Grâce à cela, la garde au sol progresse et les soupapes sont mieux positionnées dans la chambre de combustion hémisphérique.

La puissance est transmise à la roue arrière via une boîte à quatre vitesses qui se manipule grâce à un levier placé sur la partie droite du réservoir d’essence.

Sa mécanique fait la part belle aux technologies de pointe. Ainsi, cylindres et culasses ne font qu’un afin d’éliminer les fuites au niveau des joints de culasse. Cette technique est empruntée à l’aviation.

N’oublions pas que BMW fournit à cette date les trois moteurs en étoile du Junkers Ju 52 de la Lufthansa. Également, le carter moteur n’est fait que d’une seule pièce afin d’augmenter la rigidité d’ensemble du cadre.

La BMW R7, c’est aussi une supersportive

BMW Art déco

Le rapport poids / puissance de la BMW R7 est excellent pour une machine d’avant-guerre avec 35 ch à 5000 tr/mn pour seulement 176 kg à sec.

Les cotes du boxer twin sont « supercarrées» ( alésage de 83 mm et course de 73 mm) et prophétisent déjà les moteurs modernes. Les années trente, mais également les décennies qui suivront, voient la domination de l’architecture « longue course » (course supérieure à l’alésage).

En comparaison, le futur mètre étalon de l’industrie moto de l’après-guerre, la Triumph Speed Twin créée par Ed Turner en 1937 possède des cotes de « roturière » avec un alésage de 63 et une course de 80 mm.

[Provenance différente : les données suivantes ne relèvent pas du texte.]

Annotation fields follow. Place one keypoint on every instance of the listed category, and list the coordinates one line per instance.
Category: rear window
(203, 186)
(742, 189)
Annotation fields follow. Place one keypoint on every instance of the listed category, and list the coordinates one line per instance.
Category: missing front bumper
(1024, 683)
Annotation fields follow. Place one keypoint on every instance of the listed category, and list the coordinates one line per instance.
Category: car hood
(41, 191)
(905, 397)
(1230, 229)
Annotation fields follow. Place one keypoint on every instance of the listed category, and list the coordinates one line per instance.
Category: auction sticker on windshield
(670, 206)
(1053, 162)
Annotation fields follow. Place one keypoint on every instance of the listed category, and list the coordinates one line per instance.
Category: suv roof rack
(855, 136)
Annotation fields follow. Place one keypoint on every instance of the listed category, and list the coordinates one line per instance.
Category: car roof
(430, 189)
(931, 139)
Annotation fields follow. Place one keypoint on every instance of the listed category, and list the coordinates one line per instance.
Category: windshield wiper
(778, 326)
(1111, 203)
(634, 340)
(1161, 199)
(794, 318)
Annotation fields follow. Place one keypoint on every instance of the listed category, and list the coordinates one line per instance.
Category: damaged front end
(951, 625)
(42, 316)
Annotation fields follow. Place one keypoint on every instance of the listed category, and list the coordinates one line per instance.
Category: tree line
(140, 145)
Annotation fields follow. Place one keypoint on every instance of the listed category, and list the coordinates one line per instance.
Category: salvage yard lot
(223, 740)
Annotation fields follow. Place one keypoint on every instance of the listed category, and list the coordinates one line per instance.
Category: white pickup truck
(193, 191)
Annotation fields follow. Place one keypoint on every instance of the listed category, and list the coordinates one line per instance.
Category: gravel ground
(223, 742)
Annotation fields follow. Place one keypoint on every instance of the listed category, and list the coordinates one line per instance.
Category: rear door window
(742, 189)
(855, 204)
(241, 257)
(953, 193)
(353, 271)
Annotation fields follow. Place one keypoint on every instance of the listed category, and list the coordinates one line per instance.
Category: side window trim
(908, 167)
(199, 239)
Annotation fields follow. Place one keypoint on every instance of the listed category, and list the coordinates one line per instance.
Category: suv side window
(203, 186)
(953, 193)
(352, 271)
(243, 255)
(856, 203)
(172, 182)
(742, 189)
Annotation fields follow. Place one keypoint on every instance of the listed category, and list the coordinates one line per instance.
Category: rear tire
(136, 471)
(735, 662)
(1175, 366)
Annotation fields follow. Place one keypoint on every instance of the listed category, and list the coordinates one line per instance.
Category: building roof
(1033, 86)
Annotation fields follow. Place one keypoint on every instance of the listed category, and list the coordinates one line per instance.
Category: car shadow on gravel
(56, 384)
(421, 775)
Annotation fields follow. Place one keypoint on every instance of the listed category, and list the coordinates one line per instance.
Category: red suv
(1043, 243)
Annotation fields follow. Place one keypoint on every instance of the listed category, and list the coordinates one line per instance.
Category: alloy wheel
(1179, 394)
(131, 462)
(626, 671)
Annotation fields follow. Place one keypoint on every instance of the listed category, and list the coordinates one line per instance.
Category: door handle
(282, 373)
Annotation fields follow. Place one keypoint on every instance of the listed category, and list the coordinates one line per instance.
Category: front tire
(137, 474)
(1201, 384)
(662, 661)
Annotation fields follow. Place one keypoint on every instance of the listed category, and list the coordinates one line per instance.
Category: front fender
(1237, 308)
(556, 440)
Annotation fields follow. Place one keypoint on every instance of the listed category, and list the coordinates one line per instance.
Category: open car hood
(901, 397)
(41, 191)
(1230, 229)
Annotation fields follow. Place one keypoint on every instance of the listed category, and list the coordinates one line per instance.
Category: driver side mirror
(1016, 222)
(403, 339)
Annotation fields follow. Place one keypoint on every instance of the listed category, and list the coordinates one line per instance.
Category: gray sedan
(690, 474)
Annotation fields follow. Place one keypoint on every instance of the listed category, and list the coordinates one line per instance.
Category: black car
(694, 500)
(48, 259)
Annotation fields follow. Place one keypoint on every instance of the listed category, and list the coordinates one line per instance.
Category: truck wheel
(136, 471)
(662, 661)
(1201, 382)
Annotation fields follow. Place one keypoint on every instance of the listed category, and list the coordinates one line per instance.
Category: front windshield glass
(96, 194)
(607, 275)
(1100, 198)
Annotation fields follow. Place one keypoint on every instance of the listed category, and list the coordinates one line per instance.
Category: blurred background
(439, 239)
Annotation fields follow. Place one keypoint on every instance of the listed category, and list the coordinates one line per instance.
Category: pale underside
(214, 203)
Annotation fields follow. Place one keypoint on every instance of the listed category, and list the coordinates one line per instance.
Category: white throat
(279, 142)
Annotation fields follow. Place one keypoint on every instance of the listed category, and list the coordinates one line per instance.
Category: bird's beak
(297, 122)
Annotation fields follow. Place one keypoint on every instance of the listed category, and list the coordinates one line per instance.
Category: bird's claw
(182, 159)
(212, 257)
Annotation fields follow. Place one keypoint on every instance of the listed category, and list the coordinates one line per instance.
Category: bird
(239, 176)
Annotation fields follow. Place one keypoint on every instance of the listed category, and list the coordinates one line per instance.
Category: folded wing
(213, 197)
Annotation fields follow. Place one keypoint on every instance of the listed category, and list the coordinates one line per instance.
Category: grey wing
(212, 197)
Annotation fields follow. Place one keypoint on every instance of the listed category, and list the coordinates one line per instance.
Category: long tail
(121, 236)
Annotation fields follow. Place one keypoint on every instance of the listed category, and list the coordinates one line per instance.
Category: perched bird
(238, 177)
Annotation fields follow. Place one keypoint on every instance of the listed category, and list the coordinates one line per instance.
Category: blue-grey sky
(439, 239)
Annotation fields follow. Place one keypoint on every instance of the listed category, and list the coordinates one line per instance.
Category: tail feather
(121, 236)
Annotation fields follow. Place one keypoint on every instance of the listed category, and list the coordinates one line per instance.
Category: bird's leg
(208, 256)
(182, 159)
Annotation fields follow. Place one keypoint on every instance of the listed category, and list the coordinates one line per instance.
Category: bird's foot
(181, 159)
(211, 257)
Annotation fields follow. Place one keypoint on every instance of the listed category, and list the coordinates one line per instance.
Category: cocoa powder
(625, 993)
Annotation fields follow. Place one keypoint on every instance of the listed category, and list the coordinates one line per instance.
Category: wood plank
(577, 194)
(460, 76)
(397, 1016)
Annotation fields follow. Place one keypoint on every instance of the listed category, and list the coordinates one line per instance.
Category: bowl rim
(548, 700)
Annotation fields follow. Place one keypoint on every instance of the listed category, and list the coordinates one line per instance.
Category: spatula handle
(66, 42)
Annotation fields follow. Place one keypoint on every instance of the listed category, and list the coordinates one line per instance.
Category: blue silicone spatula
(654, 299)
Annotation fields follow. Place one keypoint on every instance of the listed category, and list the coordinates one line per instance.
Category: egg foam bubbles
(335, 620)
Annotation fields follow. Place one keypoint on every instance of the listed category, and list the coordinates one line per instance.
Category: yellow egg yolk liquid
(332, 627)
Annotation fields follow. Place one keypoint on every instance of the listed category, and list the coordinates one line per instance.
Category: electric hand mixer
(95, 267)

La vitesse de pointe de la BMW R7 dépasse sans mal les 150 km/h. Cette machine, c’est également l’un des moteurs les plus aboutis de son époque. N’oublions pas que les BMW 500 Kompressor (1932-1939), contemporaines de la R7, sont des épouvantails sur piste mais aussi pour établir des records de vitesse sur les autobhan.

Pourquoi ne fut-elle jamais commercialisée ?

Les raisons qui poussèrent BMW à ne pas passer outre le stade du prototype sont de deux ordres. Cette moto nécessitait de lourds investissements en achat de machines-outils. Et hier comme aujourd’hui, le motard demeure frileux en matière de nouveauté. Il n’est pas certain que la BMW R7 aurait trouvé son public.

Munich commercialise en 1936 et 1937 la sportive BMW R5, moins ambitieuse tant d’un point de vue esthétique que technique (24 ch pour 165 kg). La R7 cédera tout de même sa fourche télescopique à cette dernière.

Désormais, cette moto trône à l’entrée du musée de la marque à Munich. BMW n’ayant aucun problème de trésorerie, il est plus qu’improbable que le bicylindre de 1934 prenne le chemin d’une salle des ventes. Et si cela était le cas, gageons qu’elle deviendrait illico la moto la plus chère au monde. Mais au fait, les mythes ont-ils un prix ?

Remarque : actuellement, la première réplique (#1) réalisée en 2018 par l’atelier Nmoto Studio est en vente sur eBay pour la somme conséquente de 95.000 $ ou 85.000 €. De facto, cette BMW R NineT « tunée » fait partie des motos les chères du marché.